An elder Dai woman sorts through leaves in Jing Mai town, southwestern Yunnan. The nearby ancient tea forests are some of the largest in the world and have long been treated with a kind of reverence that speaks to their vital nature in the lives of local indigenous.
One of the mildest fermented ‘shou’ or black Puerhs that I have found, the Jing Mai fermented Puerh is a tea entirely known for subtleties rather than power. The entire Jing Mai region itself is an iconic part of Puerh history that has long been regarded as one of Yunnan’s ‘secret’ gardens of tea. Tucked into the ‘southwest’ of southwestern Yunnan, Jing Mai is home to one of the largest ancient tea forests on the planet. The region is just a couple of dozen kilometres northeast of the Burma border.
A melting pot of the dominant Dai people, it is also the traditional homeland of the Lahu, Hani, and Wa people who all harvest tea in the area. The Dai, traditionally masters of the ‘valleys’ rather than the mountains have been producing Puerhs in this region.
Generations of Dai – who have produced our own offering – have carefully harvested, sorted through, and exported their brilliant teas outwards. The actual species of tea is slightly different from many Puerh’s in that the leaf size is slightly smaller than most ‘classic’ Puerhs from further east in Xishuangbanna.
Like many of the hidden tea regions, elders play a huge role in both the production of tea, and in my documentation of tea’s uses and roles in people’s lives. Women play a great role in the production and selling of teas, and it is often the case that grandmothers will sit sorting out tea leaves on the ground floor, chatting as they do.

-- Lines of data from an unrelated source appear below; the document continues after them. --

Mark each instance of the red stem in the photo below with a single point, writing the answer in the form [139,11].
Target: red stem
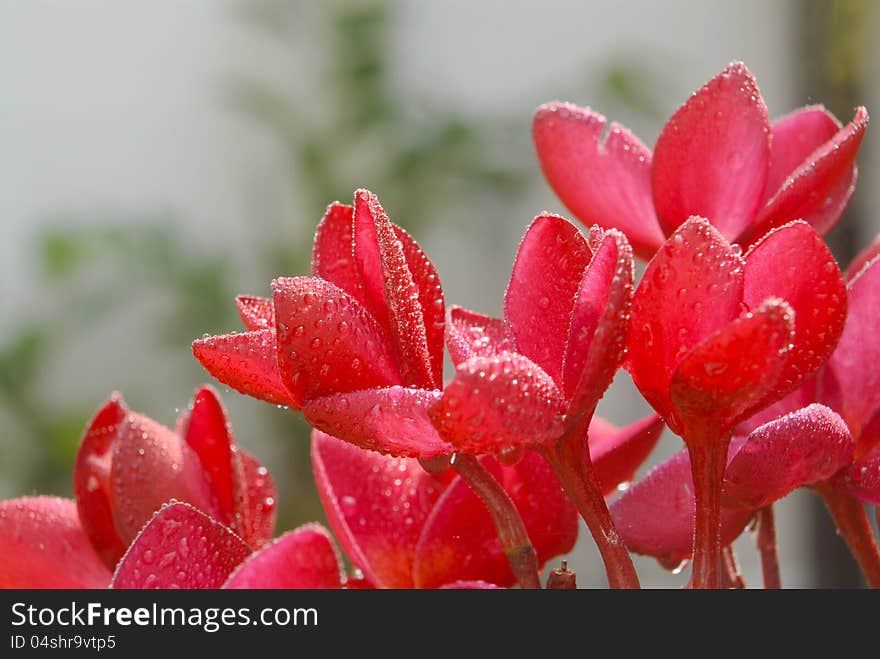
[766,541]
[509,525]
[852,523]
[570,459]
[708,463]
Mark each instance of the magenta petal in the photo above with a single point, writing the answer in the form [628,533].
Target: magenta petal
[180,547]
[471,334]
[256,312]
[604,181]
[794,137]
[655,516]
[681,300]
[793,263]
[712,157]
[819,190]
[459,541]
[376,506]
[247,363]
[616,453]
[304,558]
[152,466]
[392,420]
[42,545]
[496,403]
[855,364]
[804,447]
[327,341]
[546,276]
[91,480]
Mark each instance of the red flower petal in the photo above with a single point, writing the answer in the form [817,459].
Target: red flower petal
[42,545]
[247,363]
[393,420]
[819,190]
[256,312]
[205,428]
[711,158]
[376,506]
[616,453]
[333,251]
[471,334]
[794,264]
[152,466]
[304,558]
[495,403]
[256,496]
[691,289]
[391,292]
[426,279]
[655,516]
[459,541]
[540,296]
[854,364]
[180,547]
[91,480]
[327,342]
[794,137]
[600,321]
[601,181]
[726,377]
[804,447]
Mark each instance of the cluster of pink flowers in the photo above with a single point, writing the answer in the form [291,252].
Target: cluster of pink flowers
[742,334]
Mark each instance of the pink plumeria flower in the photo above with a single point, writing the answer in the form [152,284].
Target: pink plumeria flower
[718,157]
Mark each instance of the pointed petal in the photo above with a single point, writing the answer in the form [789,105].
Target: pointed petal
[256,312]
[333,251]
[91,480]
[801,448]
[376,506]
[205,428]
[327,342]
[655,516]
[247,362]
[854,364]
[152,466]
[42,545]
[601,181]
[546,276]
[794,264]
[471,334]
[794,137]
[725,378]
[712,157]
[304,558]
[600,321]
[180,547]
[691,289]
[496,403]
[393,420]
[426,279]
[459,541]
[819,190]
[391,292]
[616,453]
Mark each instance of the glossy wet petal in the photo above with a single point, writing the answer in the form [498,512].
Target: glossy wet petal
[43,545]
[602,180]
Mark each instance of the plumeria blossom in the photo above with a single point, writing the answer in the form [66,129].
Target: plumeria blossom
[401,526]
[127,467]
[358,346]
[655,516]
[521,381]
[719,156]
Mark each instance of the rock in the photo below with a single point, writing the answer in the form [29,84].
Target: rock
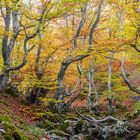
[78,137]
[2,131]
[53,136]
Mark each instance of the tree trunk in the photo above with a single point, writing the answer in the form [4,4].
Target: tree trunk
[3,81]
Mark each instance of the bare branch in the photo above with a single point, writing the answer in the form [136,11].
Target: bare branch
[125,77]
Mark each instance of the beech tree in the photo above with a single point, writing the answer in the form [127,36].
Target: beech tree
[13,15]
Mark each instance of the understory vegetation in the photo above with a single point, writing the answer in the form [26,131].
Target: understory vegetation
[69,69]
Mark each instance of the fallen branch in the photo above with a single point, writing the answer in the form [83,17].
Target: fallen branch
[93,120]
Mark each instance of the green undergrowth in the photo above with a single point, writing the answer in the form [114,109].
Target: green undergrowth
[23,131]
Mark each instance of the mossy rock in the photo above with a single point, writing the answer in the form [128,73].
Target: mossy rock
[17,135]
[63,126]
[48,125]
[8,137]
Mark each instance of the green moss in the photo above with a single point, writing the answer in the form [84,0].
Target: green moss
[17,135]
[48,125]
[8,137]
[63,126]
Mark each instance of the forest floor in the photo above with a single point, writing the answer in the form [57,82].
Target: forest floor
[20,114]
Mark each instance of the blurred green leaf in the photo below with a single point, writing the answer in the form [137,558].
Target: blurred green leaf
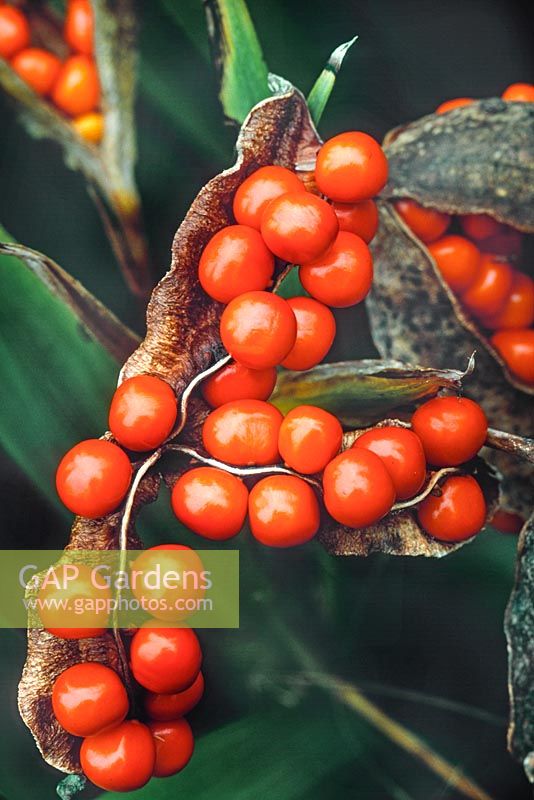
[56,379]
[109,167]
[360,391]
[322,88]
[238,57]
[279,754]
[519,629]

Our Jing Mai fermented (or ‘cooked’ as sometimes the black Puerhs are referred to as) is an autumn 2011 harvest, so the tea has had time to become even smoother with time. It has been harvested between 1500-1700 metres.
This is a tea that is ideal on an empty stomach, where both the nature of the leaves and the slight ageing mellows the tea. Many in China take a few cups of this tea first thing in the morning, believing it to clean the system. It is also a great digestive tea after a heavy meal of oils or meat. Because of its ageing and its process, the actual caffeine content of the tea is significantly lower than many teas.
I spend a few days in Jing Mai in both Spring during harvesting and in the autumn and always circulates between four households that I have come to be close to.
Enjoy this super smooth tea anytime on an empty stomach, before sleep, or as a light stimulant in the mid-day.
- Jeff Fuchs
While we encourage each drinker to tinker with infusion times and amounts of tea used according to taste, the below is a good base from which to begin the JalamTeas’ Jing Mai tea experience. If this is your first tea cake, here is a step-by-step guide on how to break and prepare a tea cake.
Use fully boiled water, as the large leaf 'Camellia Sinensis Assamica' (Puerh) can handle the heat. Fermented tea is generally far less intense in terms of stimulant effects so it acts as a great evening tea.
We recommend not less than 6 grams per serving. Ideally 8 grams. Locals in southern Yunnan will use as much as 12 grams and wring out more than a dozen infusions, keeping the infusion times relatively short.
When the tongue ceases to enjoy an infusion's strength, that is the time to begin anew with a fresh load of leaves. Our Bada Fermented Puerh can be consumed on an empty stomach with no ill aftereffects.